The secret lies within...The secret lies within...
Ear wax... what is it good for? Absolutely nuthin', say it again... OK, it sounded better in the original version by Edwin Starr, but humble ear wax IS good for somethin', at least according to a team of Japanese high school students.

Wax on, wax off...Wax on, wax off...

Most people aren't aware of this fact, but ear wax comes in two types wet and dry. Now hold on, don't run off... this obscure factoid has repercussions beyond just grossing you out. For that we can thank the perceptive students of Japan's Nagasaki Nishi High School, one of 101 government-designated "super science high schools" that specialize in math & science. According to a newly published report in the Daily Yomiuri Online , the kids at NNHS spearheaded a project that included students from 42 other super science high schools and gave us... wait for it... a map that charts the prevalence of wet and dry earwax types by province.

Now ear this...Now ear this...

You were probably expecting an interstellar anti-gravity drive or a cure for the common cold AND cancer, but hey - give the kids a break, they'll get to it. For now, we have this ear wax map, and what is IT good for? Well, the students knew that a specific gene determines ear wax type and were able to reference a table (via Watashi to Tokyo) showing the rate of wet type ear wax among different ethnic groups:

Black people: 100%
European: 100%
Micronesian: 60%
Chinese Taipei: 40%
Japanese: 16%
Mongol: 12%
Korean: 8.5%
Chinese: 4%

As you can see, about 85% of Japanese are genetically predisposed to have dry type ear wax. The students then collected fingernail clippings from 771 students living in 32 provinces, extracted the DNA, and isolated the gene that determines ear wax type from each sample. When charted on a map, an odd pattern emerged: "the gene responsible for dry earwax is more common in western Japan."

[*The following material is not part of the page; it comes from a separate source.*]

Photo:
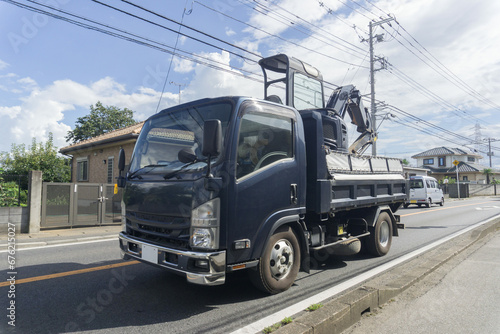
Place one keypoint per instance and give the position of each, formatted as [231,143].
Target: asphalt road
[88,288]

With me so far? All-righty then. Historians believe that the aboriginal population of Japan (called "Jomon" people) carried the gene for wet ear wax and that the Yayoi people who migrated to Japan from Asia about 2,000 years ago carried the gene for dry ear wax. The distribution map of current ear wax types in Japan created by the students reinforces the existing theory that Japan was invaded from the west from the Asian mainland and those invaders gradually spread to the rest of the country, moving east and north while displacing and/or absorbing the aboriginal population.

Nice going kids! Can we move on to the space flight thing and the cancer cure now?

Steve Levenstein
Japanese Innovations Writer

Apr 10, 2008
by Anonymous

Who Cares?

Who Cares? I really don't see whats amazing about this. It's cool that kids did it, but why?

May 11, 2008
by Anonymous


Nice job kids.... but what does this prove?

Dec 7, 2008
by Anonymous

no wonder

no wonder our country is going to shit.

these kids do original and significant scientific research and we are asking why did they bother? i guess mapping of the human genome and our anthropological history is just not important enough.

you probably call talk radio stations complaining about the research done on bear mating habits right? but you ignored all the reporting that was done after that saying how farmers and fishermen benefit from those studies. that is not even mentioning trying to help bears not go extinct.

what a bunch of morons. go back to reading your bibles and visiting your creation museum.

Feb 11, 2009
by Anonymous

werent they supposed to tell

werent they supposed to tell us what ear wax was good for?